Baxter Dawes

Character Analysis

To put it simply, Baxter has pretty much no role in this book until the final hundred pages. Baxter isn't a bright guy, and his bad temper has lost him his wife, his job, his friends, and his health. (There's kind of a thing with men and anger in Sons and Lovers.)

Baxter is actually a lot like Walter Morel, if you think about it. The main difference is that Baxter seems redeemable. And Paul seems to buy into this notion that Baxter can end up a good guy after all.

At first, Baxter hates Paul (and pretty much everyone else) for his smugness: "Finding the lad's impersonal, deliberate gaze of an artist on his face, he got into a fury" (8.124). See, Baxter's "whole manner [is] of cowed defiance, as if he were ready to knock anybody down who disapproved of him" (8.124). He doesn't like it when anyone acts superior to him, but especially some artsy little twerp like Paul.

You can imagine how Baxter feels when he finds out that his estranged wife is dating Paul. He kind of loses it, and then his life starts falling apart. He gets kicked out of his favorite bar, his friends turn on him, and he loses his job at Jordan's Manufacturing.

So, Baxter's not a clever man. And he's not all that strong-willed. But there is something in him that Paul likes:

Paul and he were confirmed enemies, and yet there was between them that peculiar feeling of intimacy, as if they were secretly near to each other.
(13.2)

Think arch-nemeses in classic comic books.

It is also possible that Paul likes Baxter because he feels he can redeem Baxter, in a way that he could never do with his father, Walter. Maybe by saving Baxter, Paul can give Clara the husband that his own mother (Mrs. Morel) never found in Walter. Or something. It's all very complex and incestual.

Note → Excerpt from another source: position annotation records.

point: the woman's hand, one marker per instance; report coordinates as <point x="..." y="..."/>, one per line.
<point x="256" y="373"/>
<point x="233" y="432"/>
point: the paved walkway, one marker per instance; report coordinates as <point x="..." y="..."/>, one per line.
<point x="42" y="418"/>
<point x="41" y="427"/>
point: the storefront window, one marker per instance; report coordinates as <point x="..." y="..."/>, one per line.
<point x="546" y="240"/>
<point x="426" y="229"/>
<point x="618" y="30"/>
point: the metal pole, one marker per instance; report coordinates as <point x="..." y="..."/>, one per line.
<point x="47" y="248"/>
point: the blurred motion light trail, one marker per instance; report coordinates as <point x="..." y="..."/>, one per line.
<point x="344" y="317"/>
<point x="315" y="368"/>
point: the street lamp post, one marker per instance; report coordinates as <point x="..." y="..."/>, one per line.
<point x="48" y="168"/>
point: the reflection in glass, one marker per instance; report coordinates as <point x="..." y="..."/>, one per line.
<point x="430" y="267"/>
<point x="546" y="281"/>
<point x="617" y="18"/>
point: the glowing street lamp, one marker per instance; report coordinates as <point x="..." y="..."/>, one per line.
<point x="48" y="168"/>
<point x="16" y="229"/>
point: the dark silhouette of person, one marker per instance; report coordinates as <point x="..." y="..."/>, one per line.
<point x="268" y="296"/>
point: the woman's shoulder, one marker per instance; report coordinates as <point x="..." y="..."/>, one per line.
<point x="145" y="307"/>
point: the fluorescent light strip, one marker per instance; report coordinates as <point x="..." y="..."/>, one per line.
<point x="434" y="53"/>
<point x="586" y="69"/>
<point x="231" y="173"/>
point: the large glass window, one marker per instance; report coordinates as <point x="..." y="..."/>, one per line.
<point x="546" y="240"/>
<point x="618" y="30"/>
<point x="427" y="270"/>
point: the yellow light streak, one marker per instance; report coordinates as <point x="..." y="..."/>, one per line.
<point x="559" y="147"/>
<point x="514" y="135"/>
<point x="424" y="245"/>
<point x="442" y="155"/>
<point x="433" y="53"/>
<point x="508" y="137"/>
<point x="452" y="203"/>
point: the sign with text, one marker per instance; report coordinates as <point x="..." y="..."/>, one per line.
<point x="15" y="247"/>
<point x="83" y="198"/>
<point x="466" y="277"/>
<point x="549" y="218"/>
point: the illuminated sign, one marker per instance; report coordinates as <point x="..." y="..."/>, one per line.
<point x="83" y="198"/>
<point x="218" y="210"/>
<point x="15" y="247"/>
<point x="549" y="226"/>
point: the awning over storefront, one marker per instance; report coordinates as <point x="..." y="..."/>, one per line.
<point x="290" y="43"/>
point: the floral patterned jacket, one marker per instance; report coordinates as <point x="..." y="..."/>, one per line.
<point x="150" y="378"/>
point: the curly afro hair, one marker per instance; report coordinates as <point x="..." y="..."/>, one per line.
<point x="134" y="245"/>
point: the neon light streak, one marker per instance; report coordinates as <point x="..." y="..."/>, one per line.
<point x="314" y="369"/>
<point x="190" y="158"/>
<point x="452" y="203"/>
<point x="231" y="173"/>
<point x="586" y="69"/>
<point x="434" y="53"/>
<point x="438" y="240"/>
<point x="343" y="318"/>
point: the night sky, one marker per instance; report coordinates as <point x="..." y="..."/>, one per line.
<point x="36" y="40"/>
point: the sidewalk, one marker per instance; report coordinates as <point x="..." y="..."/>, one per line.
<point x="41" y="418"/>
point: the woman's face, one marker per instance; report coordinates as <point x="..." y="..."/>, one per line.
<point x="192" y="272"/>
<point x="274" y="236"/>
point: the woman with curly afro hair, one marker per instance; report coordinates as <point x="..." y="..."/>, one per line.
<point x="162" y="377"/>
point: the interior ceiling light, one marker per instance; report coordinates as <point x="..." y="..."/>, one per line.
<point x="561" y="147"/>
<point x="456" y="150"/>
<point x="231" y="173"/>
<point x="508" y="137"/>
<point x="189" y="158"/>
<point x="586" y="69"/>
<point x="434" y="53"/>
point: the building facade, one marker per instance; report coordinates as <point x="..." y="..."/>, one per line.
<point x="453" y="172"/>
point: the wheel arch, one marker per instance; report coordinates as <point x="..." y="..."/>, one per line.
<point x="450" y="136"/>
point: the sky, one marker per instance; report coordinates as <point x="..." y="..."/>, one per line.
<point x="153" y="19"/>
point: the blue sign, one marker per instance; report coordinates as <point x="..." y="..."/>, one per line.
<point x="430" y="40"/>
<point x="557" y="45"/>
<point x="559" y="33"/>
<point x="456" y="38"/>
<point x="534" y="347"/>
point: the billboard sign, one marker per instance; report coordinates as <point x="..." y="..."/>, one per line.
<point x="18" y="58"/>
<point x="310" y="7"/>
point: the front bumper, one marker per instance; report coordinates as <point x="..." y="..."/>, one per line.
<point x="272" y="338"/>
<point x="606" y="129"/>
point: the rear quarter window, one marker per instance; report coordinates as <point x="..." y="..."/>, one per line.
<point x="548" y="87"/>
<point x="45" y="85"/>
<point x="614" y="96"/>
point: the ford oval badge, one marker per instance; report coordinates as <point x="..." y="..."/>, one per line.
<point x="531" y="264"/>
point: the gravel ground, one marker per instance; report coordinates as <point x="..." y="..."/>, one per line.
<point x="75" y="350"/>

Anyway, it's only when Baxter is completely broken down into nothing, "driven to the extremity of life," that he is willing to "crawl back [to Clara], and like a beggar take what's offered" (14.510). In this sense, Baxter becomes a source of healing in the book. Unlike Walter Morel—or even Paul—Baxter is the only man in this book who learns his lesson after hitting rock bottom.

In this sense, he's one of the book's most hopeful characters. Which is depressing. Because he's not someone we'd really like to stake our hopes on.